The political storm in Haiti intensified on Thursday as two competing prime ministers claimed the right to run the country, setting up an extraordinary power struggle over who has the legal authority to govern after the brazen assassination of President Jovenel Moïse in his home the day before.
Haiti’s interim prime minister, Claude Joseph, says he has taken command of the police and the army. He has also declared a “state of siege” that essentially put the country under martial law, although constitutional experts questioned his right to impose it, and a rival quickly challenged his claim to power.

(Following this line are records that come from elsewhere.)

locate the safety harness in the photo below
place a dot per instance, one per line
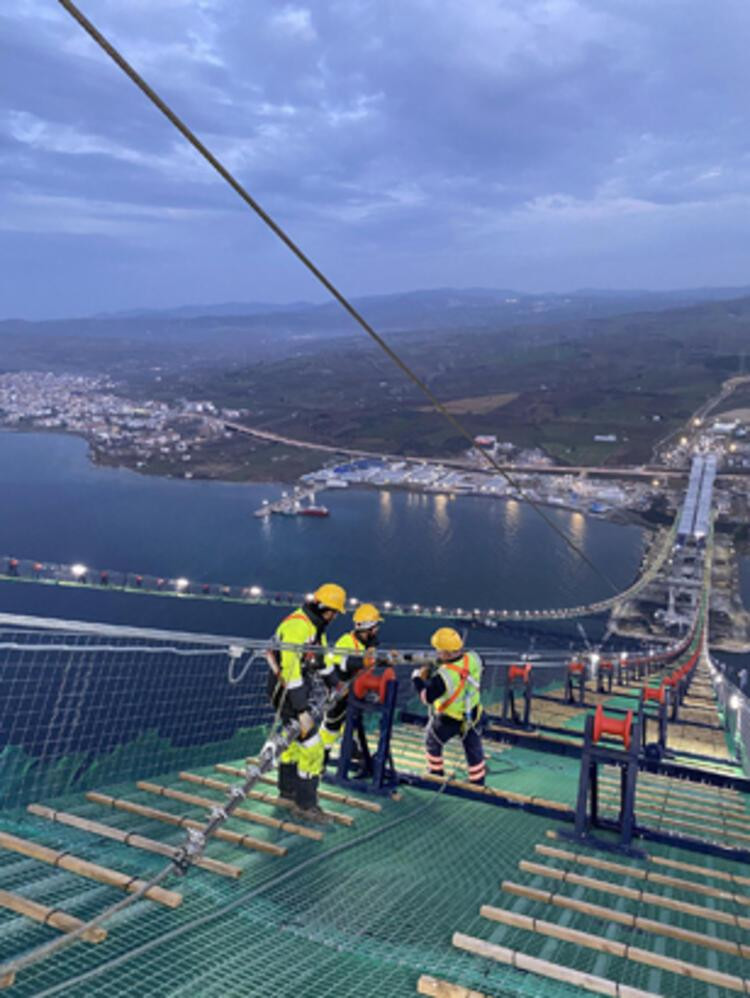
(466, 684)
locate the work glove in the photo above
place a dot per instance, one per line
(306, 723)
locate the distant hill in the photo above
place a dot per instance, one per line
(148, 344)
(444, 307)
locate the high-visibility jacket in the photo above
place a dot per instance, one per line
(462, 679)
(348, 654)
(298, 629)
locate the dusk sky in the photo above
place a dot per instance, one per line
(541, 145)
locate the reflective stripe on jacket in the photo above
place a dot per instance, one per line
(296, 629)
(462, 679)
(348, 642)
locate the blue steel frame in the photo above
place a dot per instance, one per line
(375, 773)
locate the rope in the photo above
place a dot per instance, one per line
(238, 188)
(58, 574)
(194, 844)
(243, 899)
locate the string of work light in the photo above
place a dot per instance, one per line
(318, 274)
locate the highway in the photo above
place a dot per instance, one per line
(640, 472)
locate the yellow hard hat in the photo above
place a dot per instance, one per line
(331, 596)
(446, 639)
(366, 616)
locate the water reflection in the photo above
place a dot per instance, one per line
(386, 507)
(578, 528)
(440, 515)
(512, 509)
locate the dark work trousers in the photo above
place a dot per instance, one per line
(440, 730)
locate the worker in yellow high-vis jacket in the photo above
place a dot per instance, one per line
(290, 686)
(354, 651)
(452, 691)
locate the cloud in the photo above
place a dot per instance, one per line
(295, 22)
(402, 140)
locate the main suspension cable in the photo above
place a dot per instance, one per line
(239, 189)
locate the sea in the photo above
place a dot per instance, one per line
(57, 506)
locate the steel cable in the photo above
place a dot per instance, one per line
(254, 205)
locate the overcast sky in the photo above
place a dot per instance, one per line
(528, 144)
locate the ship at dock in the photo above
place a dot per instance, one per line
(300, 503)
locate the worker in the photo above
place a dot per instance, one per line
(292, 688)
(353, 652)
(452, 691)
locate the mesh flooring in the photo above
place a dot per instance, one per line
(364, 912)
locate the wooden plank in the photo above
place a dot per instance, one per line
(435, 988)
(545, 968)
(49, 916)
(244, 815)
(126, 838)
(331, 795)
(635, 894)
(604, 945)
(84, 868)
(608, 915)
(273, 800)
(236, 838)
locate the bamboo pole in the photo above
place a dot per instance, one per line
(331, 795)
(126, 838)
(435, 988)
(545, 968)
(681, 797)
(678, 790)
(260, 819)
(509, 795)
(236, 838)
(84, 868)
(676, 864)
(626, 952)
(271, 799)
(677, 806)
(652, 877)
(725, 795)
(666, 808)
(607, 915)
(414, 752)
(635, 894)
(275, 800)
(49, 916)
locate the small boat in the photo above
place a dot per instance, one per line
(313, 511)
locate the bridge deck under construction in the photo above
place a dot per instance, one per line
(397, 894)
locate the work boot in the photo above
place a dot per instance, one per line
(287, 782)
(306, 802)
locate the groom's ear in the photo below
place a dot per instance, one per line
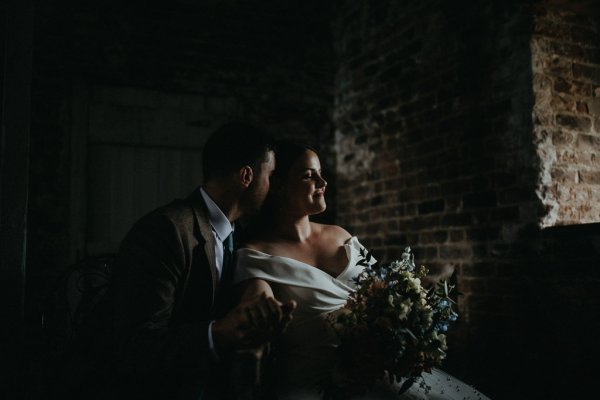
(246, 175)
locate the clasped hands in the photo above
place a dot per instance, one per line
(252, 323)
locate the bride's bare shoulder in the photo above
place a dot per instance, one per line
(333, 232)
(258, 245)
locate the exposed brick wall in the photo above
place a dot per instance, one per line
(436, 149)
(433, 136)
(566, 65)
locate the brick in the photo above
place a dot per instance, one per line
(573, 88)
(463, 219)
(589, 177)
(478, 270)
(588, 142)
(433, 237)
(479, 200)
(429, 207)
(483, 234)
(562, 138)
(457, 235)
(573, 122)
(454, 252)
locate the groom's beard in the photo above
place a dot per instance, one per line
(253, 200)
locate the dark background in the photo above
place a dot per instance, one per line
(434, 121)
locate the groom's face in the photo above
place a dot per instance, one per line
(258, 189)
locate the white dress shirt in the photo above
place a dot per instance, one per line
(221, 227)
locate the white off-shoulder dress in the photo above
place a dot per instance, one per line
(306, 355)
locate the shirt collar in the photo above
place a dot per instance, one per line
(219, 222)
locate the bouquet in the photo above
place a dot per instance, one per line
(391, 327)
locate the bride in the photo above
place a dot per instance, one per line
(291, 258)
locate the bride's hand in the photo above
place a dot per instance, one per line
(252, 323)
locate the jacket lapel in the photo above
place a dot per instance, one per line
(205, 230)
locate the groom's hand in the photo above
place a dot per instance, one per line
(252, 323)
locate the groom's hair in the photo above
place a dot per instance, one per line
(232, 146)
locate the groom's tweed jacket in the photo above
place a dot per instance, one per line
(163, 295)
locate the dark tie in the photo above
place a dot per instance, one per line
(227, 267)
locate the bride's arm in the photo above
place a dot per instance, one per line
(253, 288)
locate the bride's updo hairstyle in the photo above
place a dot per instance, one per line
(286, 154)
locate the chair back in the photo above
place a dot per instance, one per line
(72, 298)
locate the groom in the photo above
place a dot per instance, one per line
(170, 300)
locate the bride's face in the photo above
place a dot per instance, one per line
(305, 187)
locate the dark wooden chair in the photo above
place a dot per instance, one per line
(72, 298)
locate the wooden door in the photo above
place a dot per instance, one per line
(142, 150)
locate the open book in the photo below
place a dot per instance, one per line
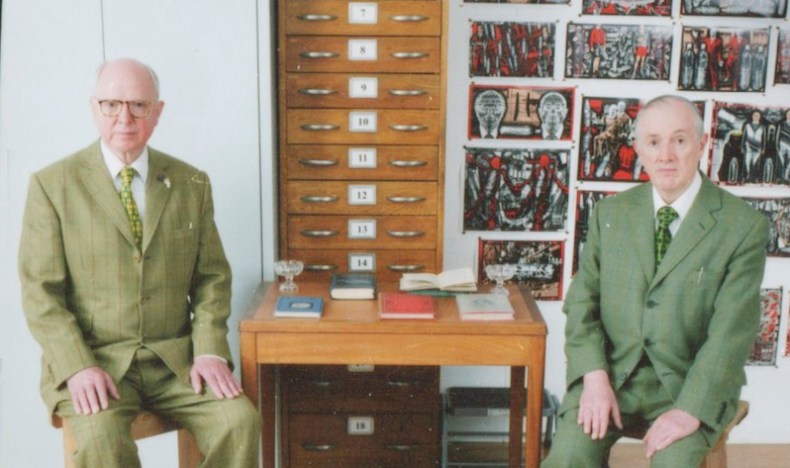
(460, 279)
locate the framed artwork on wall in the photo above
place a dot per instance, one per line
(723, 59)
(751, 145)
(511, 49)
(538, 264)
(516, 189)
(618, 51)
(520, 112)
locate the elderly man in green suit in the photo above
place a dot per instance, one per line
(657, 336)
(127, 289)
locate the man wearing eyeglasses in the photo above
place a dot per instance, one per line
(127, 289)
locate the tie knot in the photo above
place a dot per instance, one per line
(666, 214)
(127, 174)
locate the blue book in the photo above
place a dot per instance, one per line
(299, 306)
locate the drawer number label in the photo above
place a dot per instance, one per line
(361, 194)
(362, 158)
(363, 87)
(362, 122)
(361, 262)
(361, 228)
(360, 425)
(362, 49)
(363, 13)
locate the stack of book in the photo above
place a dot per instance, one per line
(484, 307)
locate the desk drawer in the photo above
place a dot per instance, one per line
(377, 232)
(405, 127)
(383, 389)
(389, 264)
(393, 18)
(334, 162)
(369, 91)
(363, 55)
(397, 441)
(363, 198)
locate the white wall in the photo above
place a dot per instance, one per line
(767, 389)
(216, 85)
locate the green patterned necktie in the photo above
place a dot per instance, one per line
(663, 237)
(127, 174)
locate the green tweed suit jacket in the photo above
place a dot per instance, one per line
(92, 299)
(695, 316)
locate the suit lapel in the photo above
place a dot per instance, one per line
(157, 192)
(99, 184)
(698, 223)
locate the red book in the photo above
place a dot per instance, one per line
(405, 306)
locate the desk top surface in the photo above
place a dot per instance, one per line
(361, 316)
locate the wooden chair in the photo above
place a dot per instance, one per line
(146, 424)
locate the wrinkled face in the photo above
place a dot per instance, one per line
(125, 134)
(669, 146)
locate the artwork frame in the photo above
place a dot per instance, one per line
(539, 264)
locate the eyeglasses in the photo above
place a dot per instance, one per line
(113, 107)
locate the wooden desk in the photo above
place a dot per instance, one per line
(350, 332)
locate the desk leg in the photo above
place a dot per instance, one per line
(516, 416)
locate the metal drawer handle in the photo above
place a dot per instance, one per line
(406, 233)
(318, 162)
(402, 447)
(317, 91)
(319, 127)
(399, 163)
(319, 198)
(406, 199)
(319, 54)
(313, 267)
(408, 128)
(406, 267)
(409, 55)
(315, 17)
(409, 18)
(407, 92)
(318, 233)
(319, 447)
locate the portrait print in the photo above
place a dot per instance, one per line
(516, 190)
(538, 264)
(511, 49)
(751, 145)
(721, 59)
(520, 112)
(767, 340)
(777, 210)
(617, 51)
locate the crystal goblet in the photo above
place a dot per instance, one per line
(288, 269)
(499, 273)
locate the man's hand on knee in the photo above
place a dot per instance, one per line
(89, 390)
(668, 428)
(597, 404)
(216, 373)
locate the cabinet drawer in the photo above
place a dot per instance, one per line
(383, 389)
(343, 232)
(397, 441)
(334, 162)
(389, 264)
(335, 126)
(370, 55)
(369, 198)
(391, 18)
(333, 90)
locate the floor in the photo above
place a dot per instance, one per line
(738, 456)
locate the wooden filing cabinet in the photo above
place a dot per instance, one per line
(361, 135)
(338, 416)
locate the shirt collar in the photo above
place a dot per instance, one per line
(683, 203)
(114, 165)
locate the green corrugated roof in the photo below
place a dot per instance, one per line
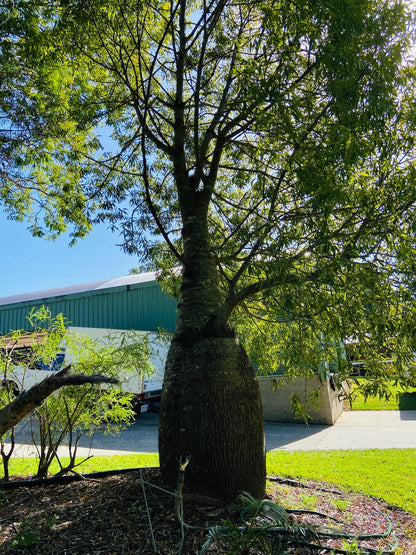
(132, 302)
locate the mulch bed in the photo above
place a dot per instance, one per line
(108, 516)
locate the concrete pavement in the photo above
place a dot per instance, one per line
(353, 430)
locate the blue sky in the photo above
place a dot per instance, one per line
(31, 264)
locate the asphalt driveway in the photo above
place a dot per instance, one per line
(353, 430)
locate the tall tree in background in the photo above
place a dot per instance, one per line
(266, 147)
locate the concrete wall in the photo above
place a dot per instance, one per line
(277, 405)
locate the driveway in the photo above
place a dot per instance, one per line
(353, 430)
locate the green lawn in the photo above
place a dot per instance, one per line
(387, 474)
(399, 400)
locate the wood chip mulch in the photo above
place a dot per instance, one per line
(108, 516)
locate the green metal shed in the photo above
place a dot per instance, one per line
(130, 302)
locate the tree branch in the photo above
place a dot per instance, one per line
(15, 411)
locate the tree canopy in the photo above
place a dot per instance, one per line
(266, 147)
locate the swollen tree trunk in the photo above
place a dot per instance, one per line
(211, 411)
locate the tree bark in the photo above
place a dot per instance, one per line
(211, 409)
(211, 413)
(15, 411)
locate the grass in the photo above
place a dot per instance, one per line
(387, 474)
(400, 399)
(384, 473)
(27, 466)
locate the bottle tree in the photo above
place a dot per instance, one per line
(265, 148)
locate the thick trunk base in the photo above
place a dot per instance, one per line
(211, 413)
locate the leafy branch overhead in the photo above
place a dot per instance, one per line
(266, 147)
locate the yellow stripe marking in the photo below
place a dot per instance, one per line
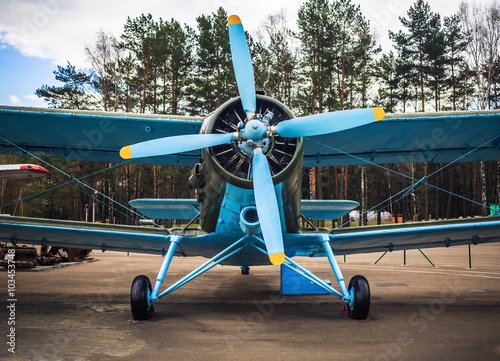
(379, 114)
(126, 152)
(233, 19)
(277, 258)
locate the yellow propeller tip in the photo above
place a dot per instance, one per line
(277, 258)
(379, 114)
(233, 19)
(126, 152)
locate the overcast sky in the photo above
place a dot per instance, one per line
(35, 35)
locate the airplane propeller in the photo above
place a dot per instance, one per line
(254, 132)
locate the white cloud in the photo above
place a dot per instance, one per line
(14, 99)
(59, 29)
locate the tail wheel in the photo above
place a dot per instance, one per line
(139, 299)
(360, 306)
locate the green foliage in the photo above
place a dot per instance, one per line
(72, 94)
(332, 62)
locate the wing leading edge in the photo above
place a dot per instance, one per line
(195, 243)
(398, 237)
(89, 135)
(410, 138)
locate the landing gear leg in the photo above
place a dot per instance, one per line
(142, 296)
(357, 294)
(359, 306)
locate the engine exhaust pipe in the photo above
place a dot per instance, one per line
(249, 221)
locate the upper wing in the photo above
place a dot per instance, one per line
(47, 232)
(398, 237)
(167, 208)
(410, 138)
(90, 136)
(189, 208)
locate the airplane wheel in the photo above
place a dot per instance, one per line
(361, 305)
(141, 286)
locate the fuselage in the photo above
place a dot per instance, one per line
(224, 177)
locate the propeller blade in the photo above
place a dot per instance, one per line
(242, 64)
(325, 123)
(176, 144)
(267, 208)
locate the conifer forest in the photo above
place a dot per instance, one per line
(330, 59)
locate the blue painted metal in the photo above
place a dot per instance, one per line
(267, 204)
(292, 283)
(410, 138)
(254, 130)
(178, 144)
(167, 208)
(326, 209)
(325, 123)
(242, 64)
(91, 136)
(174, 241)
(325, 240)
(295, 267)
(217, 259)
(250, 227)
(151, 240)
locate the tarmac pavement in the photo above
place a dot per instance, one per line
(418, 312)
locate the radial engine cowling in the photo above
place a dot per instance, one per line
(233, 160)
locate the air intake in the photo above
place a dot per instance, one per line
(249, 221)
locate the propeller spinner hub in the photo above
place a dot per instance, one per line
(254, 130)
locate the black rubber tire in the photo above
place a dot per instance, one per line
(361, 305)
(139, 298)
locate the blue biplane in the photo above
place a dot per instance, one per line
(248, 157)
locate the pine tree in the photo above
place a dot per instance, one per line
(138, 38)
(173, 55)
(412, 44)
(73, 94)
(214, 82)
(389, 82)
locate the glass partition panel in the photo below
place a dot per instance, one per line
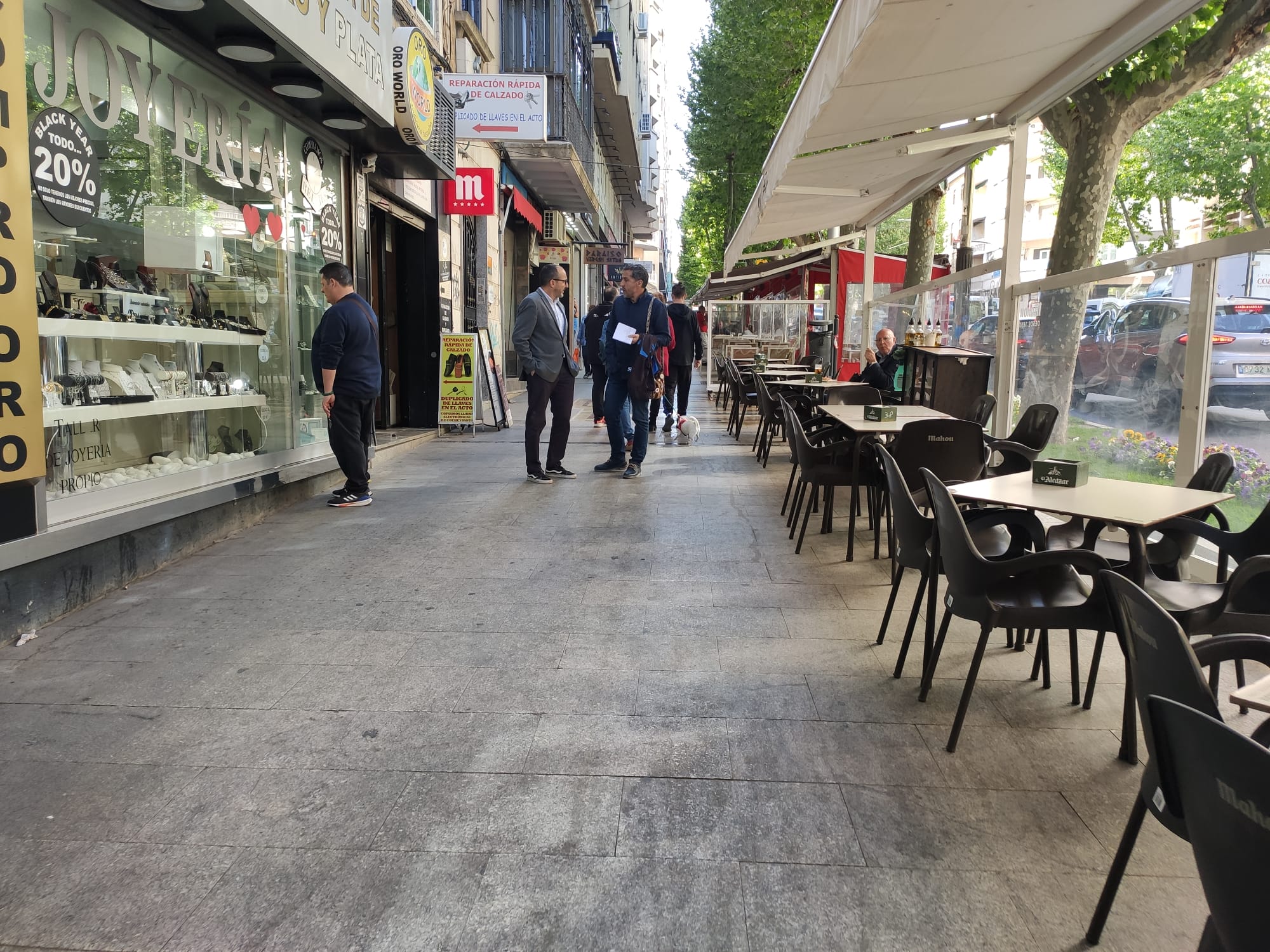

Two days before his death, Mr. Moïse had appointed Ariel Henry, a neurosurgeon, as a new prime minister. Mr. Henry, who was supposed to take up the role this week, told a local newspaper after the presidential assassination that he was the rightful prime minister.
The dueling claims created a volatile political crisis that left constitutional experts confused and diplomats worried about a broad societal collapse that could ignite violence or prompt Haitians to flee the country en masse.
“No one understands” what is happening right now, said Lilas Desquiron, a Haitian writer who was culture minister from 2001 to 2004, leaving the nation’s 11 million people in a “wait-and-see and powerless position.”
Alarmed that Haiti may be approaching a breaking point reminiscent of the surge of Haitian refugees fleeing on boats to Florida after a 1991 coup, American officials have sided with the interim prime minister, Mr. Joseph.